Jorge começou a prestar serviço para a plataforma digital depois que perdeu um emprego com carteira assinada. A empresa em que trabalhava quebrou, e ele saiu sem receber os direitos trabalhistas.
No começo, impressionou-se com a rapidez do retorno financeiro do app. Chegava a tirar R$ 4,5 mil mensais com facilidade. Mas a concorrência chegou e logo o trabalho foi perdendo valor. Atualmente, recebe, em média, R$ 7,50 por viagens de até três quilômetros — para atingir os mesmos R$ 4,5 mil do começo, precisa fazer cerca de 30 viagens diárias. Ele acredita que os apps ajudaram a desmobilizar os protestos: alguns ofereceram bônus aos motoboys que não pararam.
Ainda assim, diz gostar da atividade. Mas, hoje, diz que trocaria o dinheiro “fácil” por um trabalho com garantias, ainda que o salário não atingisse o valor atual.
— Pros apps, quanto mais tu trabalha, mais tu ganha. Essa é a vantagem. Mas hoje eu preferia trabalhar de carteira assinada, mesmo que fosse por menos.
Vida longe dos apps
No fim da noite de terça-feira (7), um dos dias mais chuvosos dos últimos meses em Porto Alegre, Thiago Pereira Oliveira, 31 anos, chegou em casa mais pesado do que saiu. Depois de passar a noite circulando pela Capital para entregar pedidos de um restaurante de comida japonesa, não havia parte de sua roupa que não estivesse encharcada.
— Cheguei em casa todo molhado, com as botas cheias de água. Achei que ia sair um peixe de dentro — conta.
Não se resfriou — está com a imunidade alta, diz. Apesar disso, os dias chuvosos o deixam mais vulnerável durante a pandemia. Segundo ele, é impossível manter a máscara de proteção seca, motivo pelo qual deixou de usá-la quando o tempo está ruim. Acaba fazendo as mais de 20 entregas diárias desprotegido.

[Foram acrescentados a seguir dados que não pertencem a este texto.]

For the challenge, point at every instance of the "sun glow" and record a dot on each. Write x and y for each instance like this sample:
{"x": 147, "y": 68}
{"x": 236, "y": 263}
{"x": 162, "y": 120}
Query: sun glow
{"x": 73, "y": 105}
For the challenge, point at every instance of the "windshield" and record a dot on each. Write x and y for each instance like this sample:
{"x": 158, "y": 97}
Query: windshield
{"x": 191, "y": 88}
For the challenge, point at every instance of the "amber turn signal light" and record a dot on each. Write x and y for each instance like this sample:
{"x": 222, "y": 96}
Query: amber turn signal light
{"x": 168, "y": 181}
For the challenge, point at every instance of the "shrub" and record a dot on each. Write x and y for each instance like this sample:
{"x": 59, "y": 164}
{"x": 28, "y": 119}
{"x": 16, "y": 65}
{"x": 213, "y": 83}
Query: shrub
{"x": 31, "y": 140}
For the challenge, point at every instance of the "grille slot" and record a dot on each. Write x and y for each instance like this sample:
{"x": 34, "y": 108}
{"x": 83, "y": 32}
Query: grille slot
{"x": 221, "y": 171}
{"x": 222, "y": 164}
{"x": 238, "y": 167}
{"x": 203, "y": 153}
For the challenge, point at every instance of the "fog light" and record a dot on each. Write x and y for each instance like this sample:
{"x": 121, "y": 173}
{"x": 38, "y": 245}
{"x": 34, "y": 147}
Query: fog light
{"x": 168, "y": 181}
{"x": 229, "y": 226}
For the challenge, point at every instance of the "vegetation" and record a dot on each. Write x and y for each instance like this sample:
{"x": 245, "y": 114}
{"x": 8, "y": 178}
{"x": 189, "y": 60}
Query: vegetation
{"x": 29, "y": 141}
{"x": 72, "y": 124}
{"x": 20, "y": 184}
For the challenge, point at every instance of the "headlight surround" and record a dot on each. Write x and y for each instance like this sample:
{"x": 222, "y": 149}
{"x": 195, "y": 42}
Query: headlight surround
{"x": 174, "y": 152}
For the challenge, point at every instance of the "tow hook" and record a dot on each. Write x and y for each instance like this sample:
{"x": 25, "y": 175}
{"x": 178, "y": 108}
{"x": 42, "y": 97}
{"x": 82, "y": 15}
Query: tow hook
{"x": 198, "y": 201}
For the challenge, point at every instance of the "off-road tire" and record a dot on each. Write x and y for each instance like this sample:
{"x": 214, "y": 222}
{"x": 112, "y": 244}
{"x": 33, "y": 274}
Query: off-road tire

Diferentemente de outros colegas, no entanto, não está rodando mais, em razão do distanciamento social. Nos dois restaurantes para os quais presta serviço, um a partir da manhã e outro à noite, observou o movimento se retrair nos últimos meses. O volume dos pedidos também encolheu:
— Antes, o pessoal pedia R$ 200, R$ 300, agora são uns combinados menores, de R$ 70, R$ 80. Acho que está todo mundo segurando dinheiro — diz.
Com o trabalho em dois turnos — geralmente emendados, das 11h às 23h —, tem conseguido manter os rendimentos mensais. Ganha cerca de R$ 3,5 mil, dos quais pelo menos um terço gasta com a manutenção da moto. Os equipamentos de proteção, como máscaras e álcool em gel, têm de ser adquiridos por conta própria.
No ramo há cinco anos, resiste aos aplicativos de entrega de comida. Além de considerar a remuneração baixa, acha que o trabalho pela plataforma traz mais insegurança aos motoboys:
— Tenho instalado, mas nunca usei. Eles não têm filtro, te largam em qualquer lugar. Acho mais seguro fazer com o restaurante direto.